Théories du déplacement
L’Égypte et Israël sont officiellement en paix depuis 1978 et entretiennent d’étroites relations diplomatiques et économiques. Mais le peuple égyptien est depuis longtemps en conflit avec les régimes successifs du pays au sujet de la normalisation.

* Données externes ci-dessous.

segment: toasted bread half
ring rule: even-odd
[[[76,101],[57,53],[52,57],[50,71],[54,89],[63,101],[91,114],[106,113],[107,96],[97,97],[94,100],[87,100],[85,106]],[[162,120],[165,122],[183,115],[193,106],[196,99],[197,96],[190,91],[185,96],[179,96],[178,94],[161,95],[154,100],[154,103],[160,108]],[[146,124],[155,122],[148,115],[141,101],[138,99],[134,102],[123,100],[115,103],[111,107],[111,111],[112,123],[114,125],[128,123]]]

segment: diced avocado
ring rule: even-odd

En effet, nombreux sont ceux qui considèrent Israël comme un colonisateur de la Palestine depuis la guerre de 1948, un oppresseur du peuple palestinien et un ancien occupant de la péninsule du Sinaï.
Le gouvernement égyptien s’est souvent inquiété d’un éventuel exode massif de Palestiniens contraints de choisir entre la mort sous les bombardements israéliens et le déracinement de leur terre.
Les théories du complot, apparues dans les années 1950, ont toujours laissé entendre que l’Égypte pourrait céder une partie du Nord-Sinaï aux habitants de Gaza pour qu’ils y construisent un État.
Récemment, le président égyptien Abdel Fattah al-Sisi Sisi a suscité la controverse en déclarant, lors d’une conférence de presse conjointe avec le chancelier allemand Olaf Scholz au Caire, que les habitants de Gaza pourraient être déplacés dans le désert israélien du Néguev : « Jusqu’à ce qu’Israël soit capable de vaincre le Hamas et le Jihad islamiste. Ensuite, les Palestiniens pourraient retourner dans leur patrie. »
« Un déplacement vers le Sinaï signifie que les attaques contre Israël sont déplacées vers les territoires égyptiens, ce qui menace la paix entre Israël et un pays de 105 millions d’habitants [l’Égypte] », a déclaré publiquement M. Sisi.
Depuis 2007, l’Égypte et Israël imposent un blocus strict à Gaza après que le Hamas a pris le pouvoir à la suite d’affrontements avec la faction rivale du Fatah qui dirige la Cisjordanie occupée.
Ce n’est que près d’une décennie plus tard, lorsque le Hamas a cessé d’être affilié aux Frères musulmans, un groupe légalement interdit en Égypte depuis 2014, que le régime égyptien a adouci son ton à l’égard de la faction palestinienne.